Model Answers
Q: Does "economic empowerment" automatically bring about "substantive empowerment" for women ? Briefly describe the main issues in women empowerment in India.
Question asked in UPSC Sociology 2021 Paper 2. Download our app for last 20 year question with model answers.
Model Answer:
Relationship between Economic and Substantive Women’s Empowerment in India
Economic empowerment refers to women’s access to paid work, income and productive assets, while substantive empowerment implies real control over resources, decision‑making, bodily autonomy and voice in family, community and state. In a deeply patriarchal society like India, this distinction is crucial for understanding the limits of current development strategies.
Economic empowerment does not automatically translate into substantive empowerment.
Naila Kabeer sees empowerment as a process where resources must convert into agency and achievements. Paid work can:
– Enhance bargaining power within the household (Amartya Sen’s idea of “cooperative conflicts”).
– Provide “exit options” from abusive marriages.

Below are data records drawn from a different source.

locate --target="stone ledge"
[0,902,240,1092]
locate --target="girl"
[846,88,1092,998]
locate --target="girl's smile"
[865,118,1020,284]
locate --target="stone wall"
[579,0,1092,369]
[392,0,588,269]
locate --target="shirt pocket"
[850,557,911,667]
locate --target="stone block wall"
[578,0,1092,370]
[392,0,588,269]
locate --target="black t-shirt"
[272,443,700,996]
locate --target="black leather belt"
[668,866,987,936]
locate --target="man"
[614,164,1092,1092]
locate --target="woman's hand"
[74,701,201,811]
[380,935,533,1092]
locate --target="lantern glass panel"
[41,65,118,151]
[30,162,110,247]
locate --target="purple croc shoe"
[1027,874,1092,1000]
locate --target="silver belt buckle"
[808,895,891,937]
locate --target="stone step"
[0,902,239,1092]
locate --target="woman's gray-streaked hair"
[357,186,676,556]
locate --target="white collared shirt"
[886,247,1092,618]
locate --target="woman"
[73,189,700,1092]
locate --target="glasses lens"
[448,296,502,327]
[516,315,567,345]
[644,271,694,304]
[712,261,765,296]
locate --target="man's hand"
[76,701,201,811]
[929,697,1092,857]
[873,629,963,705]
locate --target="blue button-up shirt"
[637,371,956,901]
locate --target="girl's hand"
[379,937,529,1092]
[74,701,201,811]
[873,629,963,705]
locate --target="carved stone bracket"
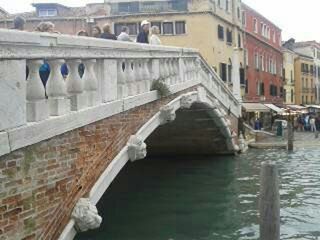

– Increase mobility and public visibility, as seen in SHGs, Kudumbashree or women’s participation in MGNREGA.
Yet, several constraints block substantive change:
– Male control over women’s earnings and property; Bina Agarwal shows that without land/asset rights, bargaining power remains weak.
– “Patriarchal bargains” (Deniz Kandiyoti) make women accept subordination in return for protection, even when they earn.
– Persistence of domestic violence, dowry and son preference among working and even affluent women.
– Double burden of paid work plus unpaid care work (Ann Oakley’s gendered division of labour).
– Low unionisation and informal, insecure jobs that do not challenge Sylvia Walby’s “public patriarchy” in state and market.
Thus, economic empowerment is necessary but not sufficient; it must be accompanied by changes in norms, law, education and politics.
Major issues in women’s empowerment in India include:
– Structural patriarchy: patrilineal inheritance, patrilocal residence, dowry, control over sexuality, declining child sex ratio.
– Economic marginalisation: low and falling female labour force participation, wage gaps, over‑representation in informal work, invisibilised care work.
– Violence and bodily autonomy: domestic violence, marital rape not criminalised, honour killings, workplace harassment despite legal safeguards.
– Education and health deficits: gender gaps in literacy, high dropout, early marriage, anaemia and maternal mortality.
– Political under‑representation: reservations in PRIs with “proxy” women; limited presence in higher legislatures despite recent reforms.
– Intersectionality: Dalit, Adivasi, Muslim and rural women face compounded exclusion.
– Weak implementation of progressive laws and inadequate gender‑sensitive institutions.
Way forward lies in integrating economic opportunities with rights‑based education, property reforms, legal enforcement and transformation of patriarchal norms within family, market and state.